This past weekend, the Indiana Writers Center and IndyFringe brought together theater organizations in Indianapolis including Theatre on the Square and NoExit Performance to create short plays made by upcoming artists called “Short, Sharp and Twisted Play Festival.”
This particular festival picked six short plays that were made by emerging artists and with the help of these organizations, the artists were able to bring their work to life. The different organizations were able to bring in many people to be part of the plays for playing various characters whom they’d be able to enjoy.
The plays in this festival include:
“Bagged,” by Jerry Holt, Directed by Lori Raffel (Theatre on the Square)
“The Send Off,” by Marjie Griffin, Directed by Laura Baltz (Carmel Community Players)
“Apertif, Digestif,” by Neil Martin, Directed by Beverly Roche (NoExit Performance Group)
“The Crazed End,” by James Hendrix, Directed by Kaylee Good (Khaos Company Theatre)
“The Final Word,” by Louis Janeira, Directed by Talor Poore (First Folio Productions)
“The Mustard Seed Affair,” Teri Costello, Directed by Ann Marie Elliott (Casey Ross Productions)
All of these short plays were linked together by a certain object such as a letter, necklace, a photo, or a Purdue shirt, found inside a curiosity shop, in which the main story, “The Curiosity Shop,” takes place.
This was a great way for anyone who loves theater or writing and would want to see their work be adapted on stage.

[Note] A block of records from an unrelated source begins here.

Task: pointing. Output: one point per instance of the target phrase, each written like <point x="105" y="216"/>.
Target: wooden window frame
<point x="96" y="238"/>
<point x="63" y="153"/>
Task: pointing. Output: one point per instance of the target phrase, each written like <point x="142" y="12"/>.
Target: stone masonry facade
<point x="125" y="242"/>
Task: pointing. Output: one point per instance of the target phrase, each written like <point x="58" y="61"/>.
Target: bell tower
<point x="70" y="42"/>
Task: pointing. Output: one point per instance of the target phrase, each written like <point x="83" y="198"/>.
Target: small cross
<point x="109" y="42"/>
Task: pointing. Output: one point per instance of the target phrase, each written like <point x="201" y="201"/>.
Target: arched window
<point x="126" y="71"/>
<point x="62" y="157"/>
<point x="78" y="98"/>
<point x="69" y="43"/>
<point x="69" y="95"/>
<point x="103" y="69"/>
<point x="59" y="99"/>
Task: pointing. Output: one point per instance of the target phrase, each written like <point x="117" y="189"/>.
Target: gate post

The people who were a part of this festival seem to be behind and excited to see what they get to work with.
Josiah McCruiston is one of the actors who participated in this festival by playing Guy Oliver in the short, “The Crazed End,” in which a Doctor comes into a town meeting to discuss the end of the world.

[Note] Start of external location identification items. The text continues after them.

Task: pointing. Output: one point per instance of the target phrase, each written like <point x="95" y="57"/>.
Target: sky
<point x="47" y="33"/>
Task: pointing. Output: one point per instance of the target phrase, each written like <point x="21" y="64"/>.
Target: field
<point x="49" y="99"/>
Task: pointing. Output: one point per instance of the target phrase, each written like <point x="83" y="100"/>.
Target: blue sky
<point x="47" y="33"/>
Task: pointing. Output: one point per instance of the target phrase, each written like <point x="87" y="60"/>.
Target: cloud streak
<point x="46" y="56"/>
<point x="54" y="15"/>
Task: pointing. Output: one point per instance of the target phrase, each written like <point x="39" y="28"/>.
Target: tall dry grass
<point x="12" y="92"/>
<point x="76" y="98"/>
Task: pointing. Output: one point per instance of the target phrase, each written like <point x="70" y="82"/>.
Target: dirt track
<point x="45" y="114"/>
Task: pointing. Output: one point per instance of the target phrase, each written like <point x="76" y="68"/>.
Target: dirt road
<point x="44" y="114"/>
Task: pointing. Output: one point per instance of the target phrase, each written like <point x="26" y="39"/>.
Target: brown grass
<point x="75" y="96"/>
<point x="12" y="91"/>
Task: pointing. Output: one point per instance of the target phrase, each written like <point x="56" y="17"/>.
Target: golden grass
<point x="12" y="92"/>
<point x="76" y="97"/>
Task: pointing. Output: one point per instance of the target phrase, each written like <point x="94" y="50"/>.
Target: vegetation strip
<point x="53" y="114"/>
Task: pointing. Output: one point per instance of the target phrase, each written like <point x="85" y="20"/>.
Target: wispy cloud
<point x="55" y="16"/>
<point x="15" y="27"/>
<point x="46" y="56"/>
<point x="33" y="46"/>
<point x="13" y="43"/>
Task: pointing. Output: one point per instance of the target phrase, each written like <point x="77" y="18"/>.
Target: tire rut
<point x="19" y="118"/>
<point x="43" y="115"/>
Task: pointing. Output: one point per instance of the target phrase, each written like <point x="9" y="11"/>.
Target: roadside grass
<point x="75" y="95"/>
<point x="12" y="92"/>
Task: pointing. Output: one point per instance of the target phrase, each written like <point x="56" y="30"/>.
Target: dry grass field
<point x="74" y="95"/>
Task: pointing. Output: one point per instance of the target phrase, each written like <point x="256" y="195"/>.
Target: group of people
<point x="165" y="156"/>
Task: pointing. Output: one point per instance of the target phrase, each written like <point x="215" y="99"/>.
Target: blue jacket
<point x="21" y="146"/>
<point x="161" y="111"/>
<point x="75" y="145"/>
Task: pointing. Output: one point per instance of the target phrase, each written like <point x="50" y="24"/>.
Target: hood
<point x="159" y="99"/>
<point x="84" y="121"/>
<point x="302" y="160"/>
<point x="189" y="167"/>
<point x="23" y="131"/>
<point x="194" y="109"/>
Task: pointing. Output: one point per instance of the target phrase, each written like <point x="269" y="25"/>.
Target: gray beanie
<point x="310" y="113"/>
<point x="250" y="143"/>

“My role was an interesting experience, the character isn't really spelled out so when we rehearsed we had to find our way around each other and that made it more natural,” he said.
McCruiston played Wayne Johnson, one of the town locals who found the Doctor’s reasons behind the world’s end to be exaggerated and completely false.

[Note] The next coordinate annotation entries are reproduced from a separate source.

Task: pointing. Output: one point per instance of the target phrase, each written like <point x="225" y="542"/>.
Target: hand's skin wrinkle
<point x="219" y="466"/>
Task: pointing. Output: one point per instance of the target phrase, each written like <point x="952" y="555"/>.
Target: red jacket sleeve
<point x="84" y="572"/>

The actor was able to take a learning curve out of playing his character in the play and said, “When you allow yourself to fall into the piece naturally, you find that your art isn't an accident.” He also added that this would be something that the other actors could be able to take from their plays as well.
Hannah Elizabeth played Wanda in the short play “Bagged,” and said “I'm super pleased with the play – it had such fun characters that an actor can really do a lot with. I also loved how sweet and touching it was – it had a great balance of comedy and heartwarming.”
The actors’ performances in all the short plays made this festival feel like a community where everyone wanted to see what artists are out there who were willing to share their work with others. Everyone appeared to enjoy themselves playing these unique characters.
Elizabeth had no idea about any of this, but immediately got excited for it. She was contacted by Lori Raffel of the Theatre of the Square. McCruiston was contacted by the person who made “The Curiosity Shop,” Andrew Black, and loved getting new work.
If there’s anyone who has work in the field of theatre who would want to have their work be adapted to stage, then the Short, Sharp and Twisted Play Festival is definitely the way to go.